この町の住人がおせっかいだと、言っていたのはアニメ部の部長だったか。
自分だって首突っ込むじゃないかとハルカは思う。
それはともかく、この町の住人が優しすぎるのは、
ハルカも認めるところである。
それはいいことでもあり、おせっかいすぎるとも、うつるかもしれない。
まぁいいんじゃないかなとハルカは思う。
居心地いい場所は、あって悪いことじゃないと思う。
ハルカは店に戻るか、サンダーのバーに行こうか考える。
誰かとちょっと話したい気分だ。
気分のままに歩くのも悪くない。
路地をぐるりと歩き、
頭の中に地図があり、身体が覚えている町を気ままに歩く。
人影を見つけ、ハルカはおやと思う。
あんまり見ない人だなと。
見ない人だけど溶け込んでいて、
そのくせ迷っているようだ。
不思議な人だなと思う。
この町の住人の空気なのに、迷子になっている感じがする。
その人はぐるりと辺りを見回して、
ハルカを見つけた。
「ああ、この町の人ですか?」
困ったその人が声をかけてきた。
「はい」
と、ハルカは正直に答える。
「サンダーさんのバーを知っていますか?迷子になっちゃって…」
「ええ、知っています。

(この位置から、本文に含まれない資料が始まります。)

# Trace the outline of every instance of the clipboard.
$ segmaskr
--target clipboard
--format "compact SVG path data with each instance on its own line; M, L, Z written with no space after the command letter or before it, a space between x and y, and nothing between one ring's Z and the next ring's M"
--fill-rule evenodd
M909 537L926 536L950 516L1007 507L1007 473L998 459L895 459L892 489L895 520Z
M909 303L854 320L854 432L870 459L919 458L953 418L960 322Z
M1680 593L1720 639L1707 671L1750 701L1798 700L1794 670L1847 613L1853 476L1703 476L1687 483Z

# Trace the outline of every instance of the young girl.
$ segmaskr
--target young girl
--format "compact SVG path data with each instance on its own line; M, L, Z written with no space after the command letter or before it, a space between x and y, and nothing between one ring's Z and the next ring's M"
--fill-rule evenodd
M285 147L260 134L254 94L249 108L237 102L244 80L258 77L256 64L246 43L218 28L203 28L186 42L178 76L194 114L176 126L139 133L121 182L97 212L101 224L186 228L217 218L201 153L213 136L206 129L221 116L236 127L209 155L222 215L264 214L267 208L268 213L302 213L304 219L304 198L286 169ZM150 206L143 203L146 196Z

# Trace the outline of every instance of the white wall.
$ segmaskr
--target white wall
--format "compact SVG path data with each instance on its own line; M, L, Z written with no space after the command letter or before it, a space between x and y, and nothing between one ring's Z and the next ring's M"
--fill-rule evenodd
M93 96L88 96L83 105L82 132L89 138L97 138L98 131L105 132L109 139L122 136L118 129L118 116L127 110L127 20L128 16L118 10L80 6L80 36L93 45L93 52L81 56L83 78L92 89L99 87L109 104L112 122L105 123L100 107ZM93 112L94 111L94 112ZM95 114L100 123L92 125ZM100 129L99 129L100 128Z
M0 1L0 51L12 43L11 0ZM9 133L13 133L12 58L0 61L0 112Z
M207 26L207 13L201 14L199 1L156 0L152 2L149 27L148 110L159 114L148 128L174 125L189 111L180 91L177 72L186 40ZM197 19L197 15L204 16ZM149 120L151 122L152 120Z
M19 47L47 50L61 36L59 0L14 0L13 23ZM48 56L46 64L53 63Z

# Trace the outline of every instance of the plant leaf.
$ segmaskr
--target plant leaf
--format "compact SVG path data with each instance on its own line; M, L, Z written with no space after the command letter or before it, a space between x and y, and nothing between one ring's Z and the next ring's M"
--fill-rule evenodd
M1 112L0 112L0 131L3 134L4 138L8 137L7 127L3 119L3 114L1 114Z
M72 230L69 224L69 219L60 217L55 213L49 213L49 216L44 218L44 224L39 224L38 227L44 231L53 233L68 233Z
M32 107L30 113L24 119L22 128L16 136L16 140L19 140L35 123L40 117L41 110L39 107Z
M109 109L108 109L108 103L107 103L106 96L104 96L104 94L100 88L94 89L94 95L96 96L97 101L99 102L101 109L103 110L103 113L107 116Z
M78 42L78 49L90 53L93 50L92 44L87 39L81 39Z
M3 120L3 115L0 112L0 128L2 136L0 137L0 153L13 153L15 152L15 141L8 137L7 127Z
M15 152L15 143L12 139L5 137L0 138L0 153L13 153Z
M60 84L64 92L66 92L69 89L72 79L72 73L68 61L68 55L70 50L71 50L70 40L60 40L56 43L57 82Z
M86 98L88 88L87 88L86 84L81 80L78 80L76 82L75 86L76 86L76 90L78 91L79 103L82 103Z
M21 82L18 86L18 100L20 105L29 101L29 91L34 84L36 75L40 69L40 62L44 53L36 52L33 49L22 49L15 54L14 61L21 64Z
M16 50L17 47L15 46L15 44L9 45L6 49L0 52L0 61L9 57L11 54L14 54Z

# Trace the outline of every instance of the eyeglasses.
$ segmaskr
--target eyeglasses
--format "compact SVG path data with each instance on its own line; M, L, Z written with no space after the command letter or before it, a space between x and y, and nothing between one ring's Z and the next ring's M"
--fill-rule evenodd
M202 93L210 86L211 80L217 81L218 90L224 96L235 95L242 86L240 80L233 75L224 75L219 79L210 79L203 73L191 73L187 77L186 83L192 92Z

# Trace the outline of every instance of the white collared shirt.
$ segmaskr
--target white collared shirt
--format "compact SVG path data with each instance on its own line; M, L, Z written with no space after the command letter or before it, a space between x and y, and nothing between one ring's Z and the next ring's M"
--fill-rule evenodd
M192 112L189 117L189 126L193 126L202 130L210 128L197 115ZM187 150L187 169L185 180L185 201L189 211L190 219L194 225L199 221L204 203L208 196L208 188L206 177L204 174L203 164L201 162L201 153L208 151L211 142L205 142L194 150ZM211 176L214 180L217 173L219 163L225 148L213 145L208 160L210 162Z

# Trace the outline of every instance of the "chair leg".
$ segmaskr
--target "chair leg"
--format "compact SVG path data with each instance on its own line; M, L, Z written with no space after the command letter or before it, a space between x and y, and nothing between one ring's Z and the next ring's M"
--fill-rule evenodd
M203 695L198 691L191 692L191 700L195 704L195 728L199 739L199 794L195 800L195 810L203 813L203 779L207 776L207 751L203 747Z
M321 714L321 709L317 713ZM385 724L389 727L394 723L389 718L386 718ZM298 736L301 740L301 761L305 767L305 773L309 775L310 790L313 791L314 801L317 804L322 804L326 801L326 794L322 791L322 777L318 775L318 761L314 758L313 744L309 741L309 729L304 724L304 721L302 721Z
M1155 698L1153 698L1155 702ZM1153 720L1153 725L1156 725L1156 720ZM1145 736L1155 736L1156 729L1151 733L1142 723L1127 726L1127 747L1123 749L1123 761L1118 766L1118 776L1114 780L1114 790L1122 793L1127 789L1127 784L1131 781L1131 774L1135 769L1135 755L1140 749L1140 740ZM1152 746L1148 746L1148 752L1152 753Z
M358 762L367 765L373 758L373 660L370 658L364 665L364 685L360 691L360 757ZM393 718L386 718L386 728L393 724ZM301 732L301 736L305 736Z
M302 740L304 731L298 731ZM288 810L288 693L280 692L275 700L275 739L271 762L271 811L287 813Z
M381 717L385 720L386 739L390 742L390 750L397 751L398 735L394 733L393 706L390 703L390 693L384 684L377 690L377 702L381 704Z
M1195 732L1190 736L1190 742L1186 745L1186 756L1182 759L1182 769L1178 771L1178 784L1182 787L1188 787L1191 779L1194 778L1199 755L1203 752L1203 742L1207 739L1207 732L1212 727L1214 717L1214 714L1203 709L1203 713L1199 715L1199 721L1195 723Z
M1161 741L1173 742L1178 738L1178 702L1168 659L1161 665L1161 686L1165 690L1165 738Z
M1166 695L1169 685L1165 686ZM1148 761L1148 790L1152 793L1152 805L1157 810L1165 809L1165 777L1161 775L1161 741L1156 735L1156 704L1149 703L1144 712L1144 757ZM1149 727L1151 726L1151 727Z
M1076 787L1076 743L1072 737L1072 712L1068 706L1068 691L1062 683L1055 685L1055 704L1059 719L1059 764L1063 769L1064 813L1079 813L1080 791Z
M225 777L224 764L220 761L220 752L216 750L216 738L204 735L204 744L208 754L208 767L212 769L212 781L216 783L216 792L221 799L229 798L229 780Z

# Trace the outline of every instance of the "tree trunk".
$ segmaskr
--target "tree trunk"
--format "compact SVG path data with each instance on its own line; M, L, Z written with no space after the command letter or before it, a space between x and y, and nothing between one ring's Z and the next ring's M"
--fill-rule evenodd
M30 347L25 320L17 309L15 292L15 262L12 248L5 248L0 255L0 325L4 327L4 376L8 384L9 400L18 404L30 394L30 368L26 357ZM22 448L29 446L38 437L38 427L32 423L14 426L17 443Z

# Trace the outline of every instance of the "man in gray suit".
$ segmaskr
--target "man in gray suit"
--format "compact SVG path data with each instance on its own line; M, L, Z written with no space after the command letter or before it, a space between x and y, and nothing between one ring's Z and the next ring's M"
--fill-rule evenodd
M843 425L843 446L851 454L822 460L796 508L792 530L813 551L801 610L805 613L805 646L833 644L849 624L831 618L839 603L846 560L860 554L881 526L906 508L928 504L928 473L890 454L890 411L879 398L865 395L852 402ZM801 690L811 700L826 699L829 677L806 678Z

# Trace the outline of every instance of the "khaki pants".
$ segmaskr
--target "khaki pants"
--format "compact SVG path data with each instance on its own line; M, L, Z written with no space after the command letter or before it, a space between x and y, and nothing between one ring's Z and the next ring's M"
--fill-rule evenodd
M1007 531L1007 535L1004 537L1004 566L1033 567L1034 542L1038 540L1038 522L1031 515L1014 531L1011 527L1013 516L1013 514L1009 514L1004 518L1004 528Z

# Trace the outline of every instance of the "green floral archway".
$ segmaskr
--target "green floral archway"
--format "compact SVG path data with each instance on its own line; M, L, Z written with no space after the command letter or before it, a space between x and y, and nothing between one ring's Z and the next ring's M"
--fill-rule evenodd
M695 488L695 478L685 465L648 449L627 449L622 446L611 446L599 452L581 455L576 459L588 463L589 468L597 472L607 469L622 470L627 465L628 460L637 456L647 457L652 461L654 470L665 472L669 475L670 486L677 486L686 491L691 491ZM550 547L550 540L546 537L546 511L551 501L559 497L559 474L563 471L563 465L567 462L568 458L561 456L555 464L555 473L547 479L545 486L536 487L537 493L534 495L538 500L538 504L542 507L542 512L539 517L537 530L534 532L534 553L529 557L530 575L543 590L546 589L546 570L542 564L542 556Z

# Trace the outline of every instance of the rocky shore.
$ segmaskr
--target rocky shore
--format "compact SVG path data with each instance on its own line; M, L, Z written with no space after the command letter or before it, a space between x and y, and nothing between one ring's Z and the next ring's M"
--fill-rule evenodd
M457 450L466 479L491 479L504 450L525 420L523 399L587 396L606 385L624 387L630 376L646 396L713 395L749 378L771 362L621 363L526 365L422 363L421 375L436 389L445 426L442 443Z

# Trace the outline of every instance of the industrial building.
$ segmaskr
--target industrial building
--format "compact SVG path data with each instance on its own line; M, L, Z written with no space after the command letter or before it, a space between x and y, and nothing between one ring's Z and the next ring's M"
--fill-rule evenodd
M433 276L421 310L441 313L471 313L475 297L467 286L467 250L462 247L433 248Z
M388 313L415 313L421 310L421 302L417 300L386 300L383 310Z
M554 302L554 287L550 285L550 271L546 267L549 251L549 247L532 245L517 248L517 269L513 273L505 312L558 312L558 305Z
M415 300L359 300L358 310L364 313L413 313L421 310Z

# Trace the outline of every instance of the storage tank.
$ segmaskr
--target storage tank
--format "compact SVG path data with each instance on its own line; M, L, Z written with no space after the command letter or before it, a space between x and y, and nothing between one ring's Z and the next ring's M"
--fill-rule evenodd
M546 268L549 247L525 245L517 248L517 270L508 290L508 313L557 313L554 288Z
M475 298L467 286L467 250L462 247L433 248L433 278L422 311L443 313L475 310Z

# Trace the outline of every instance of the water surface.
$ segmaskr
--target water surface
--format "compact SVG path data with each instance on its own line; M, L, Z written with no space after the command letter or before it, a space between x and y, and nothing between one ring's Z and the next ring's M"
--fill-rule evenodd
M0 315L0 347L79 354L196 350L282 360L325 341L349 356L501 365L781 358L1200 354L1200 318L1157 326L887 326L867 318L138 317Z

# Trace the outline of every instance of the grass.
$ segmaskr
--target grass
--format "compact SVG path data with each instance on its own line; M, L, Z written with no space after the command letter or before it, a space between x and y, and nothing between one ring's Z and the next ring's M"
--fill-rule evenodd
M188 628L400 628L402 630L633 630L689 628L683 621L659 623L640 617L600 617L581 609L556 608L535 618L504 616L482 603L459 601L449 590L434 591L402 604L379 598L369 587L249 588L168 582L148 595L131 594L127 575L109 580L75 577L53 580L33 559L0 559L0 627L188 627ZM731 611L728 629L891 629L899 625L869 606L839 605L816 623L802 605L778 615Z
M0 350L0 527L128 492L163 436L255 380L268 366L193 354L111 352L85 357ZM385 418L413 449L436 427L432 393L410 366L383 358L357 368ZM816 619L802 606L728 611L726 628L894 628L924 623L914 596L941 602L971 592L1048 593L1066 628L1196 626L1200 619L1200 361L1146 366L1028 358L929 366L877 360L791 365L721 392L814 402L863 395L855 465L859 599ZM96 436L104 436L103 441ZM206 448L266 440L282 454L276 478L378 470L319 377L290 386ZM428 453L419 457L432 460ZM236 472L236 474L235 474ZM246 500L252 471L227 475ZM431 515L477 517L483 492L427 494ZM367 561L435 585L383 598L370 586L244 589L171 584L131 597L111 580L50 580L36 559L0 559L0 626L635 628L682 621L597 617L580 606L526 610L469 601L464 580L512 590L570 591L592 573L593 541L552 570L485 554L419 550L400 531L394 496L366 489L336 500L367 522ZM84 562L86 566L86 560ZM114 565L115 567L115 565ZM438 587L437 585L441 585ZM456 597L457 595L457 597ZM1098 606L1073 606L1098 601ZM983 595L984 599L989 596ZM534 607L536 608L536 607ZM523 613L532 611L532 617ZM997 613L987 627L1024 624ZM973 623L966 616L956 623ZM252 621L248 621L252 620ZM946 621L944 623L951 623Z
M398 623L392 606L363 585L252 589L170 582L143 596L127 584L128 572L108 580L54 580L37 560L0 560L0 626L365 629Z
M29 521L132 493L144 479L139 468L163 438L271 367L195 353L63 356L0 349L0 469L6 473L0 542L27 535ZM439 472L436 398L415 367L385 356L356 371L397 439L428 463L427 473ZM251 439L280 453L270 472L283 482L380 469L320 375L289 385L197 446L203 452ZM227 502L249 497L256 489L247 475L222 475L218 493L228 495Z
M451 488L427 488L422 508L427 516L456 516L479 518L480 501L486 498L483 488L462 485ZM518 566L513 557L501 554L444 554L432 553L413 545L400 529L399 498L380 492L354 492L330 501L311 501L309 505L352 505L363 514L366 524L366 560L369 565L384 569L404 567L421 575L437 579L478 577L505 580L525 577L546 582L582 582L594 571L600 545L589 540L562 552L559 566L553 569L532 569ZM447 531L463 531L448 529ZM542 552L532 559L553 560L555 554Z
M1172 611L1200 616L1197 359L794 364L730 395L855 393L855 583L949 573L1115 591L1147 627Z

一緒に行きましょうか」
「助かります、ありがとうございます」
その人はお辞儀をして、
「もしよろしければ、お名前を教えていただけませんか?」
「ハルカといいます。眼鏡職人師範代…というような身分です」
「なるほど、先生なのですね。私はチン。名前以外には何も」
「チンさん、ですか。はじめは誰も何も持っていないものです」
「そういうものでしょうか」
「そういうものです。作り出すことができたら、初めてそれが持ち物になるのです」
「いいですね、それは」
チンは笑う。
ふむふむと考えて、
「実にいい、なんかいい。自分のものを作り出すって、いい」
「物つくりをされたことは?」
「いや、いろいろ忘れているのか、もともとないのか…」
「作ることは、楽しいですよ」
「うん、やってみたいですね」
チンは何かを見つけたような目をしているなと、
ハルカはなんとなく思う。
「それじゃ、サンダーさんのバーに行きますか。こっちです」
「はいはい」
ハルカは歩き出す。
この町の空気をまとって、チンも歩き出す。
チンの目が宝物でも見つけたようだと、
ハルカはそんなことを思った。
創作、創造、その楽しさを伝えられたらいいなと、ハルカは思う。